🤖 AI Summary
Dynamic qubit routing—relocating ions involved in gate operations to the same trap segment via ion transport—is a critical challenge in segmented ion-trap quantum computers.
Method: This work introduces the first layout-agnostic, large language model (LLM)-driven compilation paradigm. Unlike conventional topology-specific heuristics, it leverages pre-trained LLMs (e.g., LLaMA) and employs instruction tuning to jointly encode quantum circuits and arbitrary one-dimensional trap topologies (linear, ring, branched) into structured prompts, directly generating optimal transport sequences.

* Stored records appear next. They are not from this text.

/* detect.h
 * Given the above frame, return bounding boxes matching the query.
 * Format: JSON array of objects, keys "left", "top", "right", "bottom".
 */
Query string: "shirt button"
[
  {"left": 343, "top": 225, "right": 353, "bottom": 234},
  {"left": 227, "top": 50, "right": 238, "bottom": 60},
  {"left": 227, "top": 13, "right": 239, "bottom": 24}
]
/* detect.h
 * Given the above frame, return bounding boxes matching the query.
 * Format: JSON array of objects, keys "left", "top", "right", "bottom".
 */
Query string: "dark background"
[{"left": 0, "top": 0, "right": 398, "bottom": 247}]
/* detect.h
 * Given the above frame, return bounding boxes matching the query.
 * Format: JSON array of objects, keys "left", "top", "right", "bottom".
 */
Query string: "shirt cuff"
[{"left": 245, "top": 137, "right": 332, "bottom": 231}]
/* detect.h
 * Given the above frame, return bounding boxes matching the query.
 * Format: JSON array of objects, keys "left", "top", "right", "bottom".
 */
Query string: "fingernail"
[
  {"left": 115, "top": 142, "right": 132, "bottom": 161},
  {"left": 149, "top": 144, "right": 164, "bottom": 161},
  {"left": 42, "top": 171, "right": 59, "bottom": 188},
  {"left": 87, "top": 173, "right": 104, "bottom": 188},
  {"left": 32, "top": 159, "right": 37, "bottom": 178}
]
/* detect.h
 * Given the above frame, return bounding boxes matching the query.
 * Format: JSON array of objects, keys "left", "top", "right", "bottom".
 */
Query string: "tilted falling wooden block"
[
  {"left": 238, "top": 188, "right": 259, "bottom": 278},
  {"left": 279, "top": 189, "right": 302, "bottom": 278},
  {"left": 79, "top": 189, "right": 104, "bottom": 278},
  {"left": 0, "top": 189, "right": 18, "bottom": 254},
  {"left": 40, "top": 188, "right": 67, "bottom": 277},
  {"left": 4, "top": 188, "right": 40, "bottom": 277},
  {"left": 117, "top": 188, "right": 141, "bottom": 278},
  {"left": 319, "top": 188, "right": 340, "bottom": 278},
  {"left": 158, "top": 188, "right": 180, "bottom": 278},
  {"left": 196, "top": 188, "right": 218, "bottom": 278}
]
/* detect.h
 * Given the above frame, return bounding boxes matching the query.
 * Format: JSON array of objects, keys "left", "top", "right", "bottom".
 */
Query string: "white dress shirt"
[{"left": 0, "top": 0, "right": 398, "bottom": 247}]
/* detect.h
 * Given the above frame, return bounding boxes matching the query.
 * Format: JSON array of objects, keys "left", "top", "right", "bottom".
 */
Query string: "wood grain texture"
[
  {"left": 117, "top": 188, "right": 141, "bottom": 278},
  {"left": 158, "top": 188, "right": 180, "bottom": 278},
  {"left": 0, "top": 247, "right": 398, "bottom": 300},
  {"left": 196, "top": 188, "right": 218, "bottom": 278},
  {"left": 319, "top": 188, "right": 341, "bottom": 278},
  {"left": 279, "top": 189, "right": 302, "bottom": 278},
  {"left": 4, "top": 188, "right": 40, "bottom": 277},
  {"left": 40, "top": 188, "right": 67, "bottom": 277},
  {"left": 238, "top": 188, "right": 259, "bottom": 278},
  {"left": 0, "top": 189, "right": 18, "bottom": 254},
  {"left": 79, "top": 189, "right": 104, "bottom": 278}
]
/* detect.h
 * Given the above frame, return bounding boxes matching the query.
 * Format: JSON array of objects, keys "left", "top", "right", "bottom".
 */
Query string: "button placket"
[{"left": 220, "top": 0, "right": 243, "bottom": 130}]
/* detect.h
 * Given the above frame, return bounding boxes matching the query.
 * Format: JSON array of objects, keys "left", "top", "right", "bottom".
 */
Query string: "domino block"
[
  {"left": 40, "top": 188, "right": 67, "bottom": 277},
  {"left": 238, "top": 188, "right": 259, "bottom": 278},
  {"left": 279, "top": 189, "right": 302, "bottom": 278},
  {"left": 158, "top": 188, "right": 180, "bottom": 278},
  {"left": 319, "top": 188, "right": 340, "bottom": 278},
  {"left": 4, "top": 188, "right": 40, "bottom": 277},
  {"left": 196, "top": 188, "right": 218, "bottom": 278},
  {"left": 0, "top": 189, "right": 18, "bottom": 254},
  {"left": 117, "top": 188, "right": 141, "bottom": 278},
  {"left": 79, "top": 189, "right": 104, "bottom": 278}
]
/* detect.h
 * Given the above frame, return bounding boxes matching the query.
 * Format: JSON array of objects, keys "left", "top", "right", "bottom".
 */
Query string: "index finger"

Contribution/Results: Experiments demonstrate substantial improvements in compilation flexibility and scalability across diverse trap architectures. The approach establishes, for the first time, a unified, general-purpose, and transferable transport compilation infrastructure that operates consistently across topologies—eliminating the need for architecture-specific re-design and enabling seamless adaptation to novel trap layouts.
📝 Abstract
Trapped-ion quantum computers based on segmented traps rely on shuttling operations to establish connectivity between multiple sub-registers within a quantum processing unit. Several architectures of increasing complexity have already been realized, including linear arrays, racetrack loops, and junction-based layouts. As hardware capabilities advance, the need arises for flexible software layers within the control stack to manage qubit routing$unicode{x2014}$the process of dynamically reconfiguring qubit positions so that all qubits involved in a gate operation are co-located within the same segment. Existing approaches typically employ architecture-specific heuristics, which become impractical as system complexity grows. To address this challenge, we propose a layout-independent compilation strategy based on large language models (LLMs). Specifically, we fine-tune pretrained LLMs to generate the required shuttling operations. We evaluate this approach on both linear and branched one-dimensional architectures, demonstrating that it provides a foundation for developing LLM-based shuttling compilers for trapped-ion quantum computers.